After he graduated high school, Kume enrolled at Chukyo University in Nagoya, where he studied Physical Education, and continued to hone his martial arts skills.
While he was a student, mixed martial arts was booming, and the “The Hawk’s” curiosity about the sport was piqued when he often passed Alive Dojo.
He soon joined the gym aged 19, but only to keep fit, at first.
“I wasn’t thinking about becoming a professional athlete, I just wanted to move my body,” he recalls.
However, the coaches quickly identified his physical attributes and his discipline, and he made his professional debut in Shooto in his junior year in 2007.
Even though he juggled his career with his studies, he went undefeated in his first 10 bouts thanks to instruction from Yoichi Suzuki and the gym’s founder, Shigehisa Tadashi, as well as training alongside veterans like Hatsu Hioki and Brazilian Jiu-Jitsu black belt, Daisuke “Amazon” Sugie.
After he graduated, he found a job at a security company, but because he felt like he was on the cusp of something special in professional martial arts, he left after six months to train full-time at Alive Dojo.
Injury And Disappointment
By the start of 2013, Kume was 15-1-4, and had worked his way to a title shot in Korea’s Road FC. However, he fell short on the judges’ scorecards against Yui Chul Nam, and then again in an immediate rematch.
“The Hawk” was disappointed, but refused to give up and won his way back to become the top contender.
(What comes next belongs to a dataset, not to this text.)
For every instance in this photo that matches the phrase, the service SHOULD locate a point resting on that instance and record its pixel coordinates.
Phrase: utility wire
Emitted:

However, when he battled ONE veteran A Sol Kwon, he lost out again on a razor-close majority decision.
“When I lost the third title match in Korea, it was hard. I had lots of support, and some even flew over to Korea. I was really down after that,” he admits.
Though he bounced straight back again in Pancrase, the hardships continued when he suffered a detached retina. The injury could have ended his career, but he received support from Japanese mixed martial arts icon Tatsuya Kawajiri, who introduced him to one of the best hospitals in Japan.
Though his operation was a success and he made a full recovery, he was out of action for a year, but he says his misfortune did not dent his enthusiasm for the sport.
“The fascination of mixed martial arts is how a match unfolds. There’s a multitude of ways it can play out,” he says.
”You need ingenuity, there are various ways of approaching it and engaging opponents which changes how it plays out. It’s a tough, win-lose world, but it’s a wonderful thing.”
When he was back in action, Kume won again to earn his shot at Pancrase Lightweight World Champion Kazuki Tokudome, who he finished by TKO in the first round to finally win his first belt.
“Winning the Pancrase World Title was the happiest moment in my career,” he says.
“I made a lot of mistakes earlier on, so becoming World Champion is by far my best memory.”
The 34-year-old defended the belt once, which sealed a step up to the global stage for martial arts, where he is excited to be in the mix with the best athletes in the world.
“There’s a lot of strong competitors in ONE. I think there are some challenging matches waiting for me, and I want to test myself against the strongest,” he adds.
“I have plenty of experience, and I want to prove myself in ONE for the remainder of my career. I want to take all challenges as they come. Whoever I’m matched with, I’ll give a great fight. I get motivation from facing strong opponents.
“Right now, I’m only thinking about Koshi Matsumoto, but I’ll be in the best condition possible for whoever is in front of me.”
ONE: CENTURY is the biggest World Championship martial arts event in history with 28 World Champions featured across various martial arts. No organization has ever promoted two full-scale World Championship events on the same day.
The Home Of Martial Arts will break new ground as it brings multiple World Title bouts, a trio of World Grand Prix Championship Finals, and several World Champion versus World Champion matches to the famous Ryogoku Kokugikan in Tokyo, Japan on 13 October.